If you have a younger plant and have the foresight to start pruning now, you can be a bit more strategic about how you shape your Rubber Tree, so it responds the way you want it to. By making periodic cuts to the growing tips of your plant, you can slow the growth while simultaneously promoting branching. This definitely takes more consideration, and additional time will be needed to get your plant to the ideal height, but it gives you more options.
Aside from pruning, you can experiment with light levels and letting your plant get rootbound, as explained above, to slow growth while still monitoring the plant for any signs of distress.
How To Make a Rubber Tree Branch
If you are pruning your Rubber Tree, you are promoting it to branch. Each cut activates the nodes below it to produce new branches. When you choose to prune will help you determine certain looks.
If you start pruning to promote branching early, throughout a few growing seasons, you should see your Rubber Tree growing with a bushier, fuller habit. Branches will start low on the primary stem, and, over time, you can promote the newer growing stems to further branch.
If you prune later in the plant’s life, branching will start higher up the stem, giving you a classic tree “standard” look, with a single trunk holding up a branched ball of foliage. Many people like this look because it works well in a lot of homes and is a bit more dramatic.

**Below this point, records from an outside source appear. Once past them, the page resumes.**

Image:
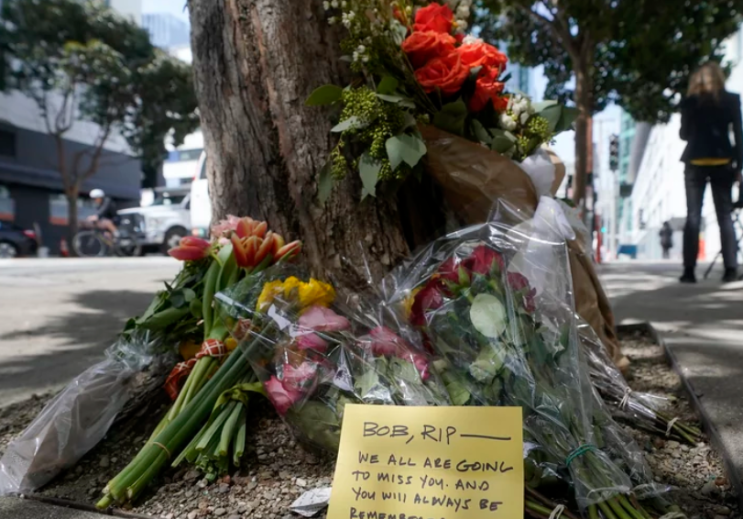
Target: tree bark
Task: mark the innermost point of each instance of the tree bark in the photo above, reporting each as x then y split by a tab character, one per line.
255	63
583	134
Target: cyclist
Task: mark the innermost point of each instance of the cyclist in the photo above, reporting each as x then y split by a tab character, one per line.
106	215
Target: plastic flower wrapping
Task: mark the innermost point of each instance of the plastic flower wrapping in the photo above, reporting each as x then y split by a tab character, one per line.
493	303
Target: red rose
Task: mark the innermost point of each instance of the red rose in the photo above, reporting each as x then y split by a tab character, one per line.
486	88
480	54
430	297
445	73
450	270
481	260
434	17
421	47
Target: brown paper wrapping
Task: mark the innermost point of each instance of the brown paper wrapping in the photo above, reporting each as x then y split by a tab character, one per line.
473	178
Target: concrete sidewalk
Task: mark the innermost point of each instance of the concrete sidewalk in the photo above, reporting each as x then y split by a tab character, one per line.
702	326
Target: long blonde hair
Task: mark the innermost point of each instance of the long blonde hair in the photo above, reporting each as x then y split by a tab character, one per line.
709	79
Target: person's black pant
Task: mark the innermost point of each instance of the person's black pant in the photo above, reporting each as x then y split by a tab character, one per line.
721	178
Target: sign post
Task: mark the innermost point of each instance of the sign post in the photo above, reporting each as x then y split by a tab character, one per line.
429	463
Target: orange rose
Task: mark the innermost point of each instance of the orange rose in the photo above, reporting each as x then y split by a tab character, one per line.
421	47
434	17
446	73
486	88
480	54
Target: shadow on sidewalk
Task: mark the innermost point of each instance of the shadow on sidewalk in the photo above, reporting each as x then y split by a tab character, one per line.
79	339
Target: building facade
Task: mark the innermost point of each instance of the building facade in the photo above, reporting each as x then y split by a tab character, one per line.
166	30
31	189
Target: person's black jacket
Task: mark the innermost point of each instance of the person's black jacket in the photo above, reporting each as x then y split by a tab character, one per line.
107	209
705	125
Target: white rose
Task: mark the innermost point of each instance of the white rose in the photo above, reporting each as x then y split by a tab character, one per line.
507	122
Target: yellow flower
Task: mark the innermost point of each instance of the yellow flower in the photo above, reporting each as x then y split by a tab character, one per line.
269	292
290	284
316	293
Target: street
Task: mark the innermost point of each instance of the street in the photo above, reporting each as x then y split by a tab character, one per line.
59	315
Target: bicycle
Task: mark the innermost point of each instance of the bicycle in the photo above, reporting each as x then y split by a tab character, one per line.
94	242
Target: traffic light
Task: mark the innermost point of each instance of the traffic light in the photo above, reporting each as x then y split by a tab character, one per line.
614	152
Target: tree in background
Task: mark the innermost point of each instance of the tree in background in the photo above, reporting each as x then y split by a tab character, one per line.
636	53
80	61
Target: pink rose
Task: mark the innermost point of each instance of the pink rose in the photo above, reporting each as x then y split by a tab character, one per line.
281	396
311	341
294	377
323	319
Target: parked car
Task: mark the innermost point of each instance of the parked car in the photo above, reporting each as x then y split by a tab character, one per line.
160	226
15	241
201	206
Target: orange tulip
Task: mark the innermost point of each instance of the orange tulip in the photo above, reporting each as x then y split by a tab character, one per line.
289	250
265	248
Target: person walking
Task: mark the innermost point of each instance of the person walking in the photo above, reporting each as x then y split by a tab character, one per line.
708	112
666	239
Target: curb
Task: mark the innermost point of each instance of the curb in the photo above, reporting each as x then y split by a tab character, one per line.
707	424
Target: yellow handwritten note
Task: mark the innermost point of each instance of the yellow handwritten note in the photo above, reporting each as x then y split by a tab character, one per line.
429	463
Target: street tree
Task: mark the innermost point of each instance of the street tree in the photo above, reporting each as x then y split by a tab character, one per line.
80	61
255	64
636	53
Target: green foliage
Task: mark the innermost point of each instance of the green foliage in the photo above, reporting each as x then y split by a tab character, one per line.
81	61
636	53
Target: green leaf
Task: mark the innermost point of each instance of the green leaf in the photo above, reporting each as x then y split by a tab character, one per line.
324	95
480	132
325	183
502	140
553	114
488	315
352	122
390	98
451	117
405	148
387	85
369	169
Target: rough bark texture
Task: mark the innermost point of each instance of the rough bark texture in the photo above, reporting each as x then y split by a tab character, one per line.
255	62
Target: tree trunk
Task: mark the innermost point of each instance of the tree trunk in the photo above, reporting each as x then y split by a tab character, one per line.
255	63
583	133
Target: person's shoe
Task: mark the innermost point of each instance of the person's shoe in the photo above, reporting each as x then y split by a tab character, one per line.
730	275
688	276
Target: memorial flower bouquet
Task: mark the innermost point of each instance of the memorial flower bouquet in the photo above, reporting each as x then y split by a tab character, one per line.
499	341
315	358
414	65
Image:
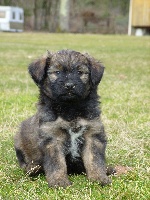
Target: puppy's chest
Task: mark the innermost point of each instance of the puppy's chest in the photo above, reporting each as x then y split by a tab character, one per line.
75	140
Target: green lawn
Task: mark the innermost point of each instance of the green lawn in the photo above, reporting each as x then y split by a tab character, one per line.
125	94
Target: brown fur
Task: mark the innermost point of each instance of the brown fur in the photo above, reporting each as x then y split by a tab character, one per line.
66	134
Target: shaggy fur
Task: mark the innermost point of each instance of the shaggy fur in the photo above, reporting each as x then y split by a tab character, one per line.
66	134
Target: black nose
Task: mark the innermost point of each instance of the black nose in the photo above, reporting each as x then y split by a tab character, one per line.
69	85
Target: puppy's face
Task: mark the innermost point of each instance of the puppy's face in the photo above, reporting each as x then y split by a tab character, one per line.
66	75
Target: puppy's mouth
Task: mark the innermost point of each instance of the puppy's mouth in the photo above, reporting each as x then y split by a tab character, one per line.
69	95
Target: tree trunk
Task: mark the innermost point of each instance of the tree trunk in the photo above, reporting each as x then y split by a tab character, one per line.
64	15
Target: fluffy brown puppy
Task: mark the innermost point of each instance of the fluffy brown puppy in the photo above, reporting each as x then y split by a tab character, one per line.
66	134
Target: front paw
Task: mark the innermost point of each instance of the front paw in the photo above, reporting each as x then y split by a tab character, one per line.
61	182
103	180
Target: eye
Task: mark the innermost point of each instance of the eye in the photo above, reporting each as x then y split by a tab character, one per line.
57	72
80	72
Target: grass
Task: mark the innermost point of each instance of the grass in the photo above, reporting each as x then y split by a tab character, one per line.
124	91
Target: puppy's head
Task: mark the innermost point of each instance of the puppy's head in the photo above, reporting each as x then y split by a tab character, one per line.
66	75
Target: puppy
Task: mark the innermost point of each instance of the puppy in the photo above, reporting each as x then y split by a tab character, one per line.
66	134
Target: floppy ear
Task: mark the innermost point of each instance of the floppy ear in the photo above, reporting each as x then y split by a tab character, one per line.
37	69
96	69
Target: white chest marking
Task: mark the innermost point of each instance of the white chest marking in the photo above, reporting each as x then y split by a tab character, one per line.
75	141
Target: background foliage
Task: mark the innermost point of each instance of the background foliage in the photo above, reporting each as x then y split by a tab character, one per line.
96	16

For more information on promoting branching on Rubber Trees, read an article I wrote HERE.
How To Grow a Fuller Rubber Tree
Similar to promoting branching above, you get a fuller-looking Rubber Tree by pruning early and often. The more branches you can achieve on your plant, the bigger and bushier it will appear.
A general rule for pruning to promote branching and girth is to wait until primary stems are 16-24″ tall before making any cuts. This gives the plant a good, solid base with enough leaves to support healthy functioning while the plant recovers.
As side branches begin to form, you want to wait at least until they have put out 3-5 leaves before making any additional cuts. That way, you’ll be sure you have enough mature nodes to form additional branches.
If the thought of timing your cuts is giving you anxiety, you may be better off utilizing the nursery trick of planting multiple Rubber Tree stems together in one pot to achieve the fuller look. You could mix and match colors if you want, but three of the same variety will create the illusion of one fuller plant.
Hopefully, you have a better understanding of how Rubber Trees tend to grow and what you can and can’t control to shape them for your home. The most important thing to remember is that the plant’s overall health is the most critical factor in having a beautiful specimen, so don’t compromise on that for a slightly smaller shape.
Rubber Trees are hardy and resilient, so feel free to experiment a little bit and see what works best in your home. It may look lopsided or sad after a prune, but trust yourself and know that your plant will grow back looking more like the plant you’ve envisioned in your space.